Mubadalah.id – Imam al-Ghazali tampaknya lebih memuji cara Nabi Muhammad Saw karena beliau telah memberikan banyak teladan dalam kehidupannya.
Suatu hari, kata Imam al-Ghazali, seorang Arab Badui datang kepada nabi sambil menyampaikan kata-kata kasar dan menantang.
Ketika orang itu tertumbuk pada sosok Nabi Muhammad Saw yang santun, penuh senyum, tenang, dan memancarkan cahaya kenabian, ia tertegun dan terpesona. (Baca juga: Terima Kasih Ibu, Berkat Perjuangmu Aku bisa Kuliah dan Belajar)

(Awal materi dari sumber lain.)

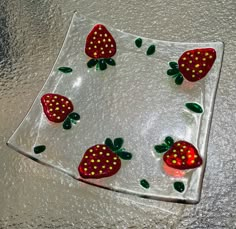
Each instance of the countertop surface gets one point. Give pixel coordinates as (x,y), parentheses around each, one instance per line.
(34,196)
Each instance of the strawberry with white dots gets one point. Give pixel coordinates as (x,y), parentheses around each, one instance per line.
(58,108)
(193,65)
(103,160)
(100,46)
(180,155)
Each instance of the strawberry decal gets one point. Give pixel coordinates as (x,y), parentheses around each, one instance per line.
(100,46)
(180,155)
(58,108)
(193,65)
(103,160)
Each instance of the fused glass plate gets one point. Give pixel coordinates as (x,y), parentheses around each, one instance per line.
(125,113)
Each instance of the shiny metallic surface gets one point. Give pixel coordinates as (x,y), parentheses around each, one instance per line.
(33,196)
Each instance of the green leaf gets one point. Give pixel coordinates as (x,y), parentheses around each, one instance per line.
(179,186)
(172,72)
(161,148)
(67,124)
(173,65)
(138,42)
(65,69)
(194,107)
(118,142)
(74,116)
(124,155)
(145,183)
(151,50)
(102,64)
(39,149)
(109,143)
(110,61)
(169,141)
(91,63)
(179,79)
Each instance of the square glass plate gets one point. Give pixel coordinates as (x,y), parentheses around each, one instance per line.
(144,133)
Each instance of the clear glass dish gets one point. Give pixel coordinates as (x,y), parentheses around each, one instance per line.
(126,107)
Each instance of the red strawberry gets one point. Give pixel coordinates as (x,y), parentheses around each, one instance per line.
(100,46)
(58,108)
(193,65)
(103,160)
(180,155)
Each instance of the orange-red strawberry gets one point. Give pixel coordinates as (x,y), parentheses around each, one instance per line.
(193,65)
(100,46)
(103,160)
(58,109)
(180,155)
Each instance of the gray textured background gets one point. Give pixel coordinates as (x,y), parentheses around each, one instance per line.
(33,196)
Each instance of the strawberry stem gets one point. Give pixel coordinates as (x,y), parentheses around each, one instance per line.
(161,148)
(102,64)
(91,63)
(110,61)
(175,73)
(67,124)
(169,141)
(75,116)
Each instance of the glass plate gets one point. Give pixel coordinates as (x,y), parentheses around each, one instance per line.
(135,127)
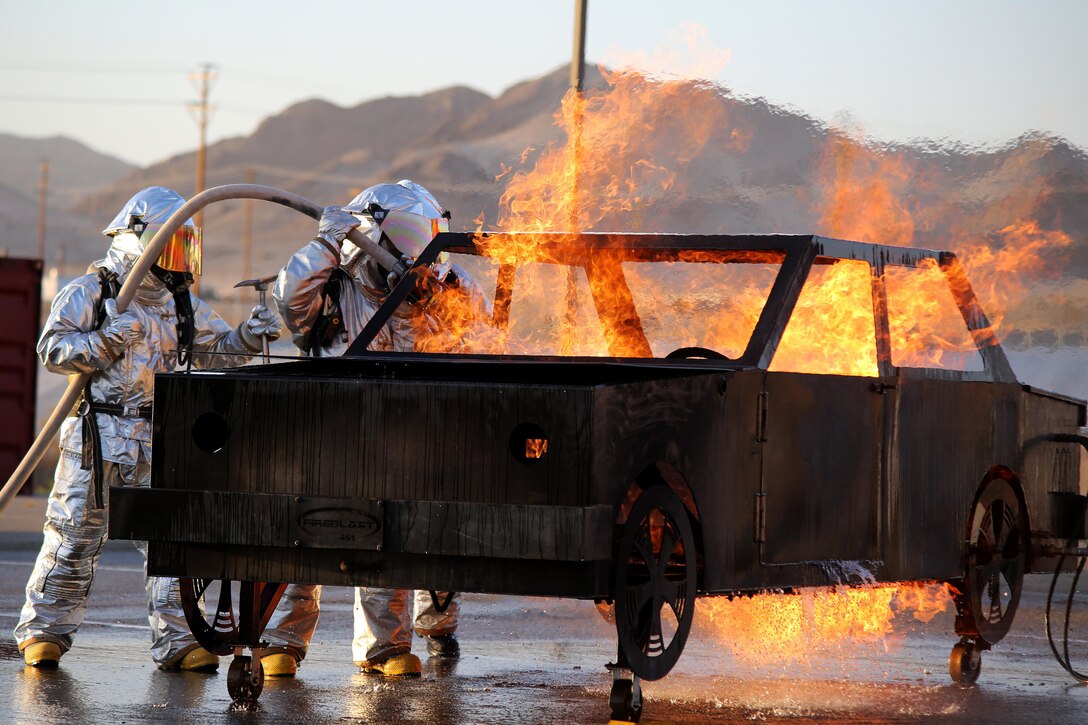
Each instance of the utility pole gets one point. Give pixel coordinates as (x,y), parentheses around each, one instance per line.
(247,230)
(202,78)
(42,194)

Ia lalu bergumam, “Demi Tuhan, ini bukan wajah seorang pembohong. Tidak lama kemudian, ia meminta nabi mengajarkan Islam, dan ia pun memeluknya.”
Aisyah Ra., istri Nabi Muhammad Saw yang cantik dan cerdas, pernah membuat kesaksian ketika ditanya orang tentang pribadi suaminya itu.
Kemudian, ia mengatakan: “Kama khuluquhul al-Qur’an (Perilakunya adalah al-Qur’an).” Kitab suci umat Islam ini juga telah menyatakan “Wa innaka laalaa khuluqin ‘azhiim (Kamu memang orang yang berbudi luhur). Inilah makna keteladanan.
Dakwah atau mengajak orang lain yang paling efektif tampaknya adalah dengan bahasa yang lembut dan tingkah laku yang santun. Bahasa tubuh, tingkah laku, atau keteladanan memberi kesan lebih kuat daripada bahasa mulut.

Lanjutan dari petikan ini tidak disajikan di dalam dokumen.